Tiza tras tiza el niño va desgranado sus siete años en la pequeña pizarra de juguete. Su debilidad son las casas de arquitecturas imposibles y las princesas de faldas imposibles. Le gusta quebrar lo vertical del edificio en salientes disparatados y absurdos; le gusta hacer salir la cabeza coronada de una princesa de una enorme falda llena de adornos, como las de esa María Antonieta cuya biografía le ha impresionado tanto.

En una mesa grande de madera oscura desgrana sus siete años en princesas y casas imposibles.

-¿por qué dibujas así las casas? ¿No comprendes que una casa así caería derrumbada?

-Me gustan.

El niño es imposible, no cabe duda de que es tozudo y raro. Viene a continuación el reproche del miedo y la sospecha, el asunto intolerable.

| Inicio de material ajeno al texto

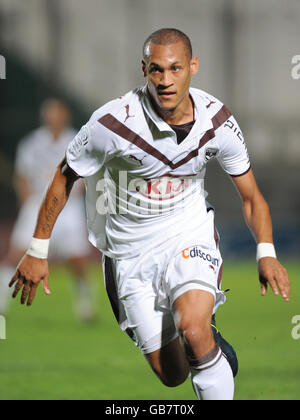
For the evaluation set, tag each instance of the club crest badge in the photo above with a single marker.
(210, 153)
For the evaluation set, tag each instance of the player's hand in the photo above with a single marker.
(273, 273)
(30, 272)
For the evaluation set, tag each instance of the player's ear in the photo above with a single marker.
(144, 68)
(194, 64)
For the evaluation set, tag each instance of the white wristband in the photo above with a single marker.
(265, 249)
(39, 248)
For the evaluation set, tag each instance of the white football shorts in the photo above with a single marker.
(69, 238)
(142, 290)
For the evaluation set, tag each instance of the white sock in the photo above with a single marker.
(6, 273)
(213, 380)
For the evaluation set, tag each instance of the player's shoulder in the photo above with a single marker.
(119, 108)
(31, 140)
(209, 101)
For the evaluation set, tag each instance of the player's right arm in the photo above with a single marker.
(32, 270)
(23, 189)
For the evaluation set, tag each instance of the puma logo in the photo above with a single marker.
(138, 160)
(211, 102)
(127, 114)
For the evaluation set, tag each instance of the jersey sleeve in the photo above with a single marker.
(90, 149)
(233, 154)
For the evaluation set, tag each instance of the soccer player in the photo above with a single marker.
(143, 157)
(37, 156)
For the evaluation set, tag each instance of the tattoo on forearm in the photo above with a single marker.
(50, 215)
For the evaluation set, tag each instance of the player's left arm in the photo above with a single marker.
(258, 218)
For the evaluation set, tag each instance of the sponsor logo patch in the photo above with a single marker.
(196, 252)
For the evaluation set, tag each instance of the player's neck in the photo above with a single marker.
(56, 132)
(182, 114)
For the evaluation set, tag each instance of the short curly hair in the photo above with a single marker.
(167, 36)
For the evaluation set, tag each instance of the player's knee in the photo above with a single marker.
(195, 336)
(172, 381)
(171, 376)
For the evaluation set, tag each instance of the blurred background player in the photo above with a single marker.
(37, 155)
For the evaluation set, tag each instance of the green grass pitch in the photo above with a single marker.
(49, 355)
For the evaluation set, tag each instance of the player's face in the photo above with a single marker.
(169, 70)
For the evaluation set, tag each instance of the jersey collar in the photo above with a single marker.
(202, 118)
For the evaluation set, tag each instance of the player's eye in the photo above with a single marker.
(155, 69)
(176, 69)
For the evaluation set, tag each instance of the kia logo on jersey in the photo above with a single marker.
(164, 188)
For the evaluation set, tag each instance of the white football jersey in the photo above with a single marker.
(38, 155)
(143, 189)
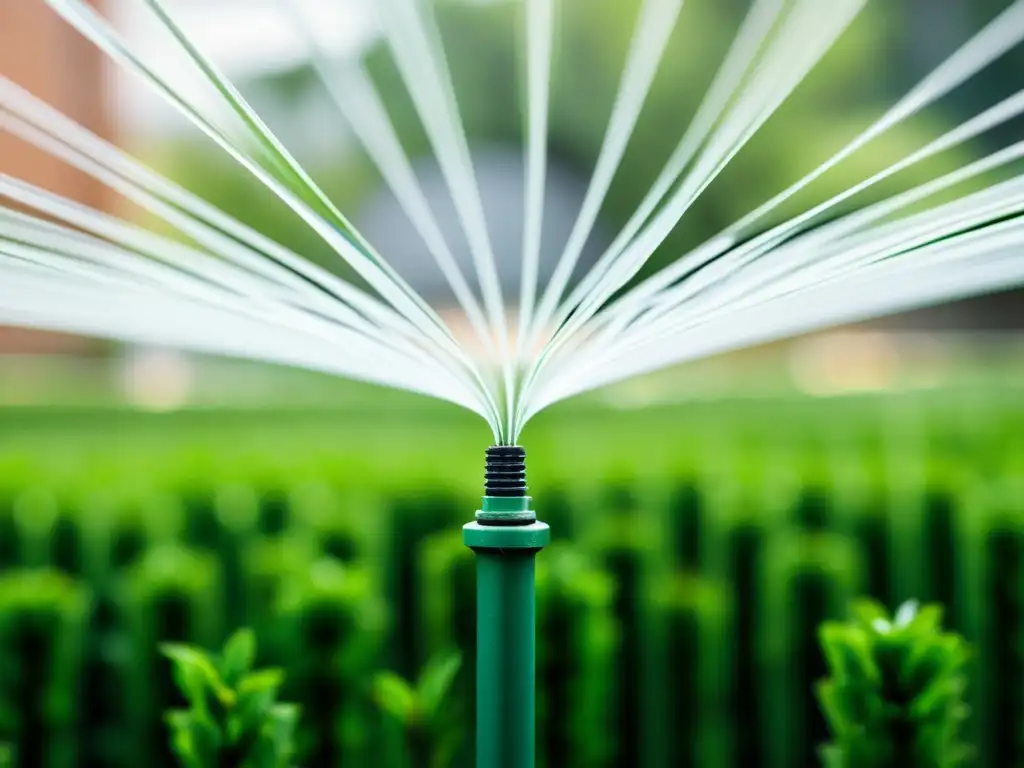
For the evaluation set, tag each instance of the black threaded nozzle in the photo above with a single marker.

-Este niño solo dibuja princesas.

Por la pequeña pizarra de juguete han pasado ríos sobre los que flotan barcos a vela desplegada, montañas nevadas en las que nacen ríos y cascadas; han pasado hasta casas posibles, con chimenea humeante, valla de madera y árbol lleno de manzanas; han pasado también coches grandes y pequeños con sus faros apagados o brillando con el esplendor de tres pequeñas líneas de tiza. Todo eso se puede, pero todo eso lo borra la princesa, que no se puede, no se debe, no debe apetecer. El niño no sabe como lo sabe, pero reconoce al vuelo el reproche del miedo y la sospecha.

Empieza a dibujar soldados. ¡Son tan difíciles las piernas! Con lo fácil que es hacer salir de un semicírculo la cabeza coronada de una princesa. Pero dibuja soldados, soldados de piernas rígidas como zancos, soldados que se apresura a enseñar con (falso) orgullo. Hay que alejar el fantasma del reproche.

Aprende a dibujar soldados de piernas como zancos. Aprende también ha esconder las princesas y las casa imposibles. Aprende que algunas veces solo se puede sobrevivir mediante engaños.